A cette occasion je me fis la réflexion que j’étais peut-être injuste avec les procédures turques. Je n’arrête pas de pester contre les papiers et tampons, les allers-retours entre notaire, mairie et administration. Mais finalement, en deux semaines mon problème avait été réglé. En France mobiliser les affaires immobilières de la mairie, le maire, les géomètres, le cadastre…m’aurait peut-être demandé un peu plus de temps.

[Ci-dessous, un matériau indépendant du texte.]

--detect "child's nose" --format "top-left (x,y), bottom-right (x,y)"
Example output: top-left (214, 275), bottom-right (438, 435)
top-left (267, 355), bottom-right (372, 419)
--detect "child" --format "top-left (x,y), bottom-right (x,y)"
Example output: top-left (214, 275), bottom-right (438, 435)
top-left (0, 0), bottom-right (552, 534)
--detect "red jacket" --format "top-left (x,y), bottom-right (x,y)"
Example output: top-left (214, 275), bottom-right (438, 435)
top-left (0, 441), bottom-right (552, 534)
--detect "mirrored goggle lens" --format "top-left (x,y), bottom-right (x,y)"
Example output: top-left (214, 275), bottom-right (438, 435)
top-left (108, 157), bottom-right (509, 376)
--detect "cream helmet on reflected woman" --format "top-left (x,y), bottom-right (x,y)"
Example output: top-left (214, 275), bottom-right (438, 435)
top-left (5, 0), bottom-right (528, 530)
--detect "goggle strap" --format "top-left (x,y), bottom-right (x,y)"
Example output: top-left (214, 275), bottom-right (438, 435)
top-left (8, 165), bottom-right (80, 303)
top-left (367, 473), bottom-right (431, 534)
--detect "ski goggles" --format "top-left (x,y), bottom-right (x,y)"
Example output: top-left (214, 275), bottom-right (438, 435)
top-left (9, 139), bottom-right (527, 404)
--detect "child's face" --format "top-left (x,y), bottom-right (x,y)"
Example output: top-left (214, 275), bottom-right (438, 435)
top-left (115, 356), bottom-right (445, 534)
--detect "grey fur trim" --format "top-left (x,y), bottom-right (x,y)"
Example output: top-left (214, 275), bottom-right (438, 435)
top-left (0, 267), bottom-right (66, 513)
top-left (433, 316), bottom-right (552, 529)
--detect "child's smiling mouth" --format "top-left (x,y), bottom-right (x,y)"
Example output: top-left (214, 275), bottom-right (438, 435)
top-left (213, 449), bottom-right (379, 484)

Enfin, globalement, l’année était terminée, j’avais réglé un problème, j’avais créé le terrain propice à l’éclosion de nouveaux problèmes, j’avais différé pour Deniz Reis la résolution du problème, nous avions lancé un début d’hôtel, nous pouvions rentrer à Paris sereinement, nous n’avions pas perdu notre temps et avions dépensé un peu d’argent. Nous avions tout l’hiver pour réfléchir à de nouvelles manières de pimenter notre quotidien à Finike.

Il nous vient parfois à l’esprit, fugacement, l’idée que nous pourrions nous arrêter. Mais nous la repoussons immédiatement. Pour atteindre cette grande sérénité qui suit une période de stress et d’agitation, encore faut-il qu’il y ait eu auparavant stress et agitation. Savoir les créer est un vrai don qu’il faut cultiver.

Le dernier soir avant de partir nous philosophions sur ce thème avec Mireille, installés sur la terrasse dans deux fauteuils rescapés du grand rangement de fin de saison. L’atmosphère était à la fois sereine et nostalgique, le fonds de l’air était doux, la pleine lune illuminait notre dernière libation, la piscine était vide, nos fauteuils squattaient un espace vital restreint entre chaises et chaises longues sous nylon. Miles Davis, dans sa période « ascenseur pour l’échafaud », ajoutait à la magie de cet instant intemporel entre Finike et Paris.

Nous conclûmes d’un commun accord qu’il ne fallait pas arrêter nos efforts.